A second post will look at how seats are allocated to territories and the different constitutional origins of territory representation.

The final post, for those who already know the background, will be devoted to possible changes to the apportionment formula, drawing on the extensive history of apportionment in the United States.

Section 24 of the Constitution and State Representation in the House of Representatives

Representatives and seats are apportioned or allocated to states according to a formula set out in Section 24 of the Constitution. The terms of the formula are duplicated in Part III of the Commonwealth Electoral Act and are related to Part IV of the Act dealing with redistributions. The provisions were contained in the Representation Act prior to 1983.

As will be discussed, parts of the formula in Section 24 can be altered by legislation. This was done with an amendment to the Representation Act in 1964, but the amendment was declared invalid by the High Court in McKellar’s case (1977).

Section 24 is set out below. The meaning of the bold text is explained below the extract.

Section 24

The House of Representatives shall be composed of members directly chosen by the people of the Commonwealth, and the number of such members shall be, as nearly as practicable, twice the number of the senators.

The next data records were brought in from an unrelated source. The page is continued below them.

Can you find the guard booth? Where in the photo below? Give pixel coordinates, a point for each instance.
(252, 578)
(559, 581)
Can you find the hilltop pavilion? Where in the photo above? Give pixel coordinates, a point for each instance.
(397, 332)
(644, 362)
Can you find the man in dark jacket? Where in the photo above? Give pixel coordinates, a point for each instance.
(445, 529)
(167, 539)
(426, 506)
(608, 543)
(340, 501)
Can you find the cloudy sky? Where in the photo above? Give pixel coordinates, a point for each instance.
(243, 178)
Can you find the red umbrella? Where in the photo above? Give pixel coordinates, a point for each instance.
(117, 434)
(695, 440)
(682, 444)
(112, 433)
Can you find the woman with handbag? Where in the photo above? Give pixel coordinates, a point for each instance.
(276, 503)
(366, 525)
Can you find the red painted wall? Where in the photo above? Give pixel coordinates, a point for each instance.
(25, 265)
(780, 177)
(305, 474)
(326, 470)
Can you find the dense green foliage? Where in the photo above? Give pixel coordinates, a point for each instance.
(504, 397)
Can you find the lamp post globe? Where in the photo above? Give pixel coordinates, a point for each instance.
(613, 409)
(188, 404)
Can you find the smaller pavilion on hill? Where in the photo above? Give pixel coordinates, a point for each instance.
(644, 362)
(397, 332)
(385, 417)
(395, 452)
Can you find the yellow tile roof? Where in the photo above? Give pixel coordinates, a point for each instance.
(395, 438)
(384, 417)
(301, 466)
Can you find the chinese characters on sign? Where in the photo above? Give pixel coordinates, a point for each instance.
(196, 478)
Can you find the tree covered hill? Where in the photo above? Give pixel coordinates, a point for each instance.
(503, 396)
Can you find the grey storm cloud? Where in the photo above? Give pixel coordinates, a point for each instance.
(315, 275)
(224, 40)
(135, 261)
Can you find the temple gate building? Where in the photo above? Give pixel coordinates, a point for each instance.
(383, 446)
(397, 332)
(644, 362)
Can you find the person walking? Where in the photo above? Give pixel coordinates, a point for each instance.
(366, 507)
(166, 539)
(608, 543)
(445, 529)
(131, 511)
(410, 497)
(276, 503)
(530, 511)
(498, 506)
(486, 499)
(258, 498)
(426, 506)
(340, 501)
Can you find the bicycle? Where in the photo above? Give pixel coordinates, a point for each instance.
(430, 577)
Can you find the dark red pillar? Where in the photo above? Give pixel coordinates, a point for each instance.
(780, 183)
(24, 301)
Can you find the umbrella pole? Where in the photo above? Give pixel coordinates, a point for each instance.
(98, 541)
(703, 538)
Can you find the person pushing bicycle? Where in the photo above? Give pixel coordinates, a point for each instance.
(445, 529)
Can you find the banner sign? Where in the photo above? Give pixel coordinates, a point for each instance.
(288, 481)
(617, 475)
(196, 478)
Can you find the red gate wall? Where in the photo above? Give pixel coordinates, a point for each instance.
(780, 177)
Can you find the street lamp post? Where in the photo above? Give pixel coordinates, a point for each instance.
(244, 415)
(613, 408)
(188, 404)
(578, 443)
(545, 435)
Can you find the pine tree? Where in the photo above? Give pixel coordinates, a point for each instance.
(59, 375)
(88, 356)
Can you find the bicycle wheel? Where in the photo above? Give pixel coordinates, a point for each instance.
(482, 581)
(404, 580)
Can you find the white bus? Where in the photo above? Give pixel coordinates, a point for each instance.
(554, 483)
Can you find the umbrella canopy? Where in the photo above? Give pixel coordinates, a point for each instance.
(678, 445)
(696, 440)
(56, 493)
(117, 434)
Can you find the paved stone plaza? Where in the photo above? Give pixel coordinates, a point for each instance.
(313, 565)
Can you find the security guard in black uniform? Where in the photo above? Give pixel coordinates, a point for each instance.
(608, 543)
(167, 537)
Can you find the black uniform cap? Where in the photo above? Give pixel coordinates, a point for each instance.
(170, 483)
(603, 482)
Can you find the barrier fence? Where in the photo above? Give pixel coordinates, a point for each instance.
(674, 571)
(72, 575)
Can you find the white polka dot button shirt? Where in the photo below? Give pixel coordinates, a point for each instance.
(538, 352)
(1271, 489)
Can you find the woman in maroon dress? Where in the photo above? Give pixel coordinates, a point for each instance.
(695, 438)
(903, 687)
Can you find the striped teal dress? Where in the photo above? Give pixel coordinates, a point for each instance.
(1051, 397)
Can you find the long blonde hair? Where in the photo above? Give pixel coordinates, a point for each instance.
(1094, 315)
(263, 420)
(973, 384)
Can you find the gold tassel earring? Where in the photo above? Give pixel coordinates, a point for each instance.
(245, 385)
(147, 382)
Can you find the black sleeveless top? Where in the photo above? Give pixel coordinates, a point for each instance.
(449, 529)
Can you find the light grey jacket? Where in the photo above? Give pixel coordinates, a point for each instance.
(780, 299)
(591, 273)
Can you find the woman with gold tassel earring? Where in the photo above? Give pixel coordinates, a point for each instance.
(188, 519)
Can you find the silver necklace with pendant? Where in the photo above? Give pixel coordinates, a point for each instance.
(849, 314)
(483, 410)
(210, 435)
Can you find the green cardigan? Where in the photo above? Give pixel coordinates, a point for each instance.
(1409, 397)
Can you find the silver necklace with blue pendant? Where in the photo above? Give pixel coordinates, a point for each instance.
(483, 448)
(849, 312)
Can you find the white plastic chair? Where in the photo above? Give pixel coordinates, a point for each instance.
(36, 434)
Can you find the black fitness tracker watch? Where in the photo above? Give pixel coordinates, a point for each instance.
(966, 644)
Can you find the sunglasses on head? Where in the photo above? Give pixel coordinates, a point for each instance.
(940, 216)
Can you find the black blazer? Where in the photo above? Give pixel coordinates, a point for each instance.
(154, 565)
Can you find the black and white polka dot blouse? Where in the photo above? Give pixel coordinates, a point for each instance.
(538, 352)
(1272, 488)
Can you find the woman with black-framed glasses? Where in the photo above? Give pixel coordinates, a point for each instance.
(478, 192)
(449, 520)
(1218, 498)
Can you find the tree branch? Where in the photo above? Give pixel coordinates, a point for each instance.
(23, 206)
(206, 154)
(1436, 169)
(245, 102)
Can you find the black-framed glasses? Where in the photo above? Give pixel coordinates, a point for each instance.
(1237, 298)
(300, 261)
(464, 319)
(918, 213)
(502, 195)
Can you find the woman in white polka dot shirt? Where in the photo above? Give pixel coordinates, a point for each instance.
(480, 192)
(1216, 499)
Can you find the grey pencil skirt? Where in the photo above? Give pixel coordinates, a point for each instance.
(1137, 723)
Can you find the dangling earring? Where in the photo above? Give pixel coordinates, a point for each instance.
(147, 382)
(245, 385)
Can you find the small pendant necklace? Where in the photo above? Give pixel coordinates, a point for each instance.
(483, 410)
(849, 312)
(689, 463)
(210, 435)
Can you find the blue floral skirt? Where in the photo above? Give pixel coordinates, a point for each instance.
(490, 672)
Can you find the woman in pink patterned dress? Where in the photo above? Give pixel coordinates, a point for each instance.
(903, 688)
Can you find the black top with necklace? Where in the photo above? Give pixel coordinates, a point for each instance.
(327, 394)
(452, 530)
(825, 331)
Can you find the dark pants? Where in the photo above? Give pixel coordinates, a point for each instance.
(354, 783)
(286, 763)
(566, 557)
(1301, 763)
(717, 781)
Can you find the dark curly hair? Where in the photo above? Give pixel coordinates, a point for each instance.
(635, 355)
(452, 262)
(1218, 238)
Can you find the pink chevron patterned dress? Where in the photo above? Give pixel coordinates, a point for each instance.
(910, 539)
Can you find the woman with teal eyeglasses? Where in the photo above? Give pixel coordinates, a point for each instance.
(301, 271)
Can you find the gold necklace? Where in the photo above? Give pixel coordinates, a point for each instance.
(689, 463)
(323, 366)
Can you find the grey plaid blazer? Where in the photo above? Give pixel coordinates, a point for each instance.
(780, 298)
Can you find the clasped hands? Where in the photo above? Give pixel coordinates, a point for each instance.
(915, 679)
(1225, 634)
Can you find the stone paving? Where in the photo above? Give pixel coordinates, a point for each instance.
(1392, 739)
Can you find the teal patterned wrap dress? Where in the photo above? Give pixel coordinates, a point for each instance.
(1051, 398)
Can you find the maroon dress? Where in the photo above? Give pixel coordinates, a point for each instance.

The number of members chosen in the several States shall be in proportion to the respective numbers of their people, and shall, until the Parliament otherwise provides, be determined, whenever necessary, in the following manner:

(i) a quota shall be ascertained by dividing the number of the people of the Commonwealth, as shown by the latest statistics of the Commonwealth, by twice the number of the senators;

(ii) the number of members to be chosen in each State shall be determined by dividing the number of the people of the State, as shown by the latest statistics of the Commonwealth, by the quota; and if on such division there is a remainder greater than one-half of the quota, one more member shall be chosen in the State.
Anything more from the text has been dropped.